Company Stages Big Move

Artist rendering for new home of Amphibian Stage Productions.

Kathleen Culebro, for sale who, mind along with four other Texas Christian University students founded Amphibian Stage Productions in 2000, order can be so low-key and understated that it’s sometimes hard to believe that she is an artist in the world of theater, where egos and big-talkers often dominate.

“My longtime shyness has been Amphibian’s biggest downfall,” she admits. “In Fort Worth, patrons like to know who they’re supporting. You’ve got to be there, you’ve got to go to the parties, you’ve got to meet people.”

She might be shy, but she’s parlayed that to her advantage.

As Amphibian closes its 13th season with the production of The True History of the Tragic Life and Triumphant Death of Julia Pastrana, the Ugliest Woman in the World, they also open a new chapter in their history. The ‘Phibs, as they’re known, have a new home in the redeveloping neighborhood of the South Main corridor on the Near South Side, becoming one of the few North Texas theater groups to have emerged in this millennium to be able to buy — not rent  — a space and turn it into a theater.

Amphibian’s new home, about half a mile south of downtown Fort Worth, is a handsome space that was formerly a nightclub, and has been turned into a black box theater (named the Berlene T. and Jarrell R. Milburn Theatre), with ample lobby, office, concessions, box office and storage space, all in about 7, 500 square feet. (The entire building is 15,000, and the other half is occupied by a marketing firm called The Starr Conspiracy.)

The group began with one production in the summer of 2000, a well-received revival of Lanford Wilson’s Burn This, produced in the Studio Theatre at TCU. The group remained at TCU through 2006, and because they were using a university facility, could only produce in the summer. In 2007, they became a resident company at the Fort Worth Community Arts Center, with cramped office space and producing strong work in the black box Sanders Theatre.

Artist rendering for new home of Amphibian Stage Productions.

“We never could have made the transition from TCU to where we’re going next without that interim period [at FWCAC],” Culebro says. “It was a great way to move from being a smaller group to having staff, to working with more Equity actors and solidifying our relationship with Actor’s Equity, and being taken more seriously as a company and working year-round.”

To achieve that year-round goal, they expanded a popular staged reading series at the Modern Art Museum of Fort Worth, usually four readings a year; plus two, and then three, full productions in the Sanders. Now, with their own space, in 2013 they’ll be doing four full productions, three readings and some other events, and might rent out the space to other groups. (The readings will move from the Modern to the new home, but their presentation of the National Theatre Live productions will remain at the Modern, which conveniently has the movie screen.)

There are several factors for the growth. For one, the group has remained financially solvent and decided to move forward slowly and cautiously, never taking on too much to handle. A bigger part of that is that the ‘Phibs have kept a consistent high quality in production and acting/directing values, with a penchant for contemporary and thought-provoking scripts.

Carman Lacivita, who was one of the original founders and is still a company member despite having lived in New York since he graduated from TCU in 1999, acted in Amphibian’s last show at the FWCAC, The Understudy.

“People came back two and three times to see the show, and I got the impression it wasn’t just about the show, it was because they’re excited about what they’re doing,” he says.

Another founder, Jonathan Fielding, who is based out of Boston and recently opened his own theater in Cape Cod, is also still heavily involved with Amphibian. He starred in their production of Vigil in 2011 and is directing Julia Pastrana, a revival of a work that Amphibian gave its American premiere in 2003. He was an actor in that first production.

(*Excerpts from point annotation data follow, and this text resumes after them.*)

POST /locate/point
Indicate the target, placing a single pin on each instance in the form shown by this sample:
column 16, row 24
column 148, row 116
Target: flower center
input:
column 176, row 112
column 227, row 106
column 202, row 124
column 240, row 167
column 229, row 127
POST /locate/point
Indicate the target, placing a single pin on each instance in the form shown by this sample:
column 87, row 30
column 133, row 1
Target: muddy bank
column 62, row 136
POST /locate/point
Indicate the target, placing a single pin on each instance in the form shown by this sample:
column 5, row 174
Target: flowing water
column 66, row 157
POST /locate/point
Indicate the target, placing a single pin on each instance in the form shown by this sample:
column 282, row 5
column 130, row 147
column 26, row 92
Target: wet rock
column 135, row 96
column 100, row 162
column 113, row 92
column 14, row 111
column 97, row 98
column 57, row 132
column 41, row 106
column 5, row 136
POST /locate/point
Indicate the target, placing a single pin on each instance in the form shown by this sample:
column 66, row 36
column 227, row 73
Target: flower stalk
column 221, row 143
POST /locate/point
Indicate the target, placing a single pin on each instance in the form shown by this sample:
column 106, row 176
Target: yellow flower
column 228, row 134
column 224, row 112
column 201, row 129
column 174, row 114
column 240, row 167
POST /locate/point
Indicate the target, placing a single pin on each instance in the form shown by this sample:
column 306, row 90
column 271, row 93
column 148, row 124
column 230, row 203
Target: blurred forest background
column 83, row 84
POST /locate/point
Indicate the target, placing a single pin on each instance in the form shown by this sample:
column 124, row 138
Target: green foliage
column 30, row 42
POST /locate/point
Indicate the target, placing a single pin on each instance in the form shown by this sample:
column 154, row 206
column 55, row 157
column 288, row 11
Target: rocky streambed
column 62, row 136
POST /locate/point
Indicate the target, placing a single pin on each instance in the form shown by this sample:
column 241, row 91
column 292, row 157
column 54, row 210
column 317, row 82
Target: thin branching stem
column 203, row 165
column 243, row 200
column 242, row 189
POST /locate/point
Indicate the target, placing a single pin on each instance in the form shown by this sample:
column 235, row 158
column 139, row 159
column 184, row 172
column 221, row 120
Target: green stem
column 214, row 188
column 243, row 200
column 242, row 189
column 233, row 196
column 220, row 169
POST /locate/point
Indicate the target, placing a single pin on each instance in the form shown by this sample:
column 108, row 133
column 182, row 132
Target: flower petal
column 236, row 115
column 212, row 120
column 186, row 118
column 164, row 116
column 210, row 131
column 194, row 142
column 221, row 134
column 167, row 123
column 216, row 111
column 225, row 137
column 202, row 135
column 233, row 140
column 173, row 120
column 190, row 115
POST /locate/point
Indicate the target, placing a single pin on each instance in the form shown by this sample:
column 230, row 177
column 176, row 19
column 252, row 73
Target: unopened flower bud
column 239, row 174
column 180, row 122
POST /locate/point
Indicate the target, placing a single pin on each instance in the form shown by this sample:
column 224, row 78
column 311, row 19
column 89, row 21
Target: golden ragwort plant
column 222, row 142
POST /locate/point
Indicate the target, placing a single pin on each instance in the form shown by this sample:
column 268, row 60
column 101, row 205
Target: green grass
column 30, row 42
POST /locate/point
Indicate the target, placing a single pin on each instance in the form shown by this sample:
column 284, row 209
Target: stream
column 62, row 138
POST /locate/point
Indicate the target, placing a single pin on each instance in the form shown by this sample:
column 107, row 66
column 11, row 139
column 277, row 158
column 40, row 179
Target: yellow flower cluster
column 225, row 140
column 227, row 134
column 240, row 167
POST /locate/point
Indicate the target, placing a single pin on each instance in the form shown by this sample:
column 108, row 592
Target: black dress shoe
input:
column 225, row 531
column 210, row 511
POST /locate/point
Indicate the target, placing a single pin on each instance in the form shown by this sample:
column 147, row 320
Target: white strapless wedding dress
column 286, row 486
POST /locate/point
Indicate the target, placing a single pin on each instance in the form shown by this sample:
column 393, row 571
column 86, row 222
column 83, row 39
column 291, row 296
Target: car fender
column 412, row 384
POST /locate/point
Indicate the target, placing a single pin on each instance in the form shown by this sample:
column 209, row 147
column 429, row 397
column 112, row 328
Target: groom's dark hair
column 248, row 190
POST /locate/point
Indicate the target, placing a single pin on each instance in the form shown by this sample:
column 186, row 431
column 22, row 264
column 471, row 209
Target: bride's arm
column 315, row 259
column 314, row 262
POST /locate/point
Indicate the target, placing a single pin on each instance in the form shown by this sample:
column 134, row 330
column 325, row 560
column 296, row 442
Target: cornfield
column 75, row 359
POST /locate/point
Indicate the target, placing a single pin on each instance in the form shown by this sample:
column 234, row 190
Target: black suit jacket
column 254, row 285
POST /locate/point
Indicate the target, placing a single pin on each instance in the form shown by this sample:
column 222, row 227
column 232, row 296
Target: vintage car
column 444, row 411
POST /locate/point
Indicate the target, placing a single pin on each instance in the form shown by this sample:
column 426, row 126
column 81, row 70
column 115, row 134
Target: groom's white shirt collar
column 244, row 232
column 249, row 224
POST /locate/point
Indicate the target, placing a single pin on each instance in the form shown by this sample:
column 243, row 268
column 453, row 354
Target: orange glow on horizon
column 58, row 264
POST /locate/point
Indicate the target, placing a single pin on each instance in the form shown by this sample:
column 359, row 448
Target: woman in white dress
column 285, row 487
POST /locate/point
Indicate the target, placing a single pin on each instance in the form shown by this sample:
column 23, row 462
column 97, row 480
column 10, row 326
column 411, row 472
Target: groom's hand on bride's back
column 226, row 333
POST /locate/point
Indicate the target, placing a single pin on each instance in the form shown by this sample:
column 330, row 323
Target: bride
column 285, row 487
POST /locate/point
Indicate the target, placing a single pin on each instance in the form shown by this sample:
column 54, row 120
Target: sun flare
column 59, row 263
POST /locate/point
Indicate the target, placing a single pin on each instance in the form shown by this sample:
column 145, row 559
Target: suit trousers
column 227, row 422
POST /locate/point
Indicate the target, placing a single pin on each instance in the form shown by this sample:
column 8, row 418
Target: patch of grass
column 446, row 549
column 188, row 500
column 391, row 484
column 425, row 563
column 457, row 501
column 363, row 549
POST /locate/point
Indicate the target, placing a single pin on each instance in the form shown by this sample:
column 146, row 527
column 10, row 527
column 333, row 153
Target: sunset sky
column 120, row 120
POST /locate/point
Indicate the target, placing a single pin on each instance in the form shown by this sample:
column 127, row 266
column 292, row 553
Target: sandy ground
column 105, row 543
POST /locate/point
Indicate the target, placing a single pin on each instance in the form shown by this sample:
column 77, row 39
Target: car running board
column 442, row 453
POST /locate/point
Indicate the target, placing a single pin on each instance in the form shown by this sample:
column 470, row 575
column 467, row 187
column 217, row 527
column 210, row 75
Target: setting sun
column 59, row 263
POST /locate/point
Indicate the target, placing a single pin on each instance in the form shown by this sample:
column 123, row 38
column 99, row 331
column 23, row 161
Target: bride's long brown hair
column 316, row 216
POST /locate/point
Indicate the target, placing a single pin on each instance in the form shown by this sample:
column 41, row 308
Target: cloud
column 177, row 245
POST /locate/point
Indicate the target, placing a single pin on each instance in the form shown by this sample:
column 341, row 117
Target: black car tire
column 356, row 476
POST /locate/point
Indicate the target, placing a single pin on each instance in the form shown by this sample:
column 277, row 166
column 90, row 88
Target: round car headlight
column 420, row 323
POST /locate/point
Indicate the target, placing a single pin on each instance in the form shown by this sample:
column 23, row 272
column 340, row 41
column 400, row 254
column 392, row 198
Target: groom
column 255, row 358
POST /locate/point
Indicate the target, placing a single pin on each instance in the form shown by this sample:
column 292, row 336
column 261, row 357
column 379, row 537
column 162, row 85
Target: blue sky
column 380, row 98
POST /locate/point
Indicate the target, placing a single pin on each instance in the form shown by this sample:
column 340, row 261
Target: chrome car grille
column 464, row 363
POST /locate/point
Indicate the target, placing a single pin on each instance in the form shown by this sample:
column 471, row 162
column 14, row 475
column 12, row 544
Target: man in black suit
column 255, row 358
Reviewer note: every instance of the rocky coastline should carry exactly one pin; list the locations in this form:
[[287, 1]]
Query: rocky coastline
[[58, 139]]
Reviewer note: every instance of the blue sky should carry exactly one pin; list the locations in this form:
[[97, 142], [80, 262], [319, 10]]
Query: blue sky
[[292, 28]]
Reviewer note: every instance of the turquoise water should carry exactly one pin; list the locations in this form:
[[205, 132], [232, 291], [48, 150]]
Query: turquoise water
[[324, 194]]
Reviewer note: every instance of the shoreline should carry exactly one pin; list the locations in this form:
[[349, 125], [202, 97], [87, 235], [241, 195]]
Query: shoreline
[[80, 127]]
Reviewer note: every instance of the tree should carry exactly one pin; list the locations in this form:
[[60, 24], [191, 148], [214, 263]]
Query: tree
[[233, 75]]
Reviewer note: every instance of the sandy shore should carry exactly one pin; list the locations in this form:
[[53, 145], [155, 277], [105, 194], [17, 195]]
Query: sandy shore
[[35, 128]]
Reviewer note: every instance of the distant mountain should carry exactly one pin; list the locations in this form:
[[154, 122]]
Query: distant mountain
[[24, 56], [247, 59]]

“I think we’ve been pretty consistent as far as the types of shows that we pick,” he says. “I feel like the work we do is pretty challenging. You can always tell because if you piss off a couple of people, you must be doing something right.”

With the production of Julia Pastrana, the chance to piss people off, notably anyone who’s claustrophobic, is a good chance. The entire show is performed in the dark, so that the audience relies on the other senses to get this story about a Mexican woman who was so terrifying to look at that she became a popular sideshow attraction.

“This is a hard show for the audience and the actors,” he says. “The actors have to be completely truthful and believable with their dialects, and heard. On top of that, they have to grope through this completely pitch-black space and find the right place for their cue and find the right sound effect to make. That said, it’s incredibly exhilarating, and something you’ll talk about for years.”

Obviously, people have been talking. Amphibian’s new space comes as the result of networking and building the business in the right way. A capital campaign to fund the purchase, a campaign chaired by actor Kevin Kline (a friend of Lacivita’s) is close to completion; and many of the services for the renovation of the space, including architectural services from Culebro’s husband Greg Ibanez, were donated.

“I have to admit that I didn’t know what I was doing [when we began],” Culebro says. “Everything I’ve learned by trial and error. I’m about to learn how to run a theater company with a building, being a property owner.”

Imagine what she might have accomplished if she wasn’t so shy.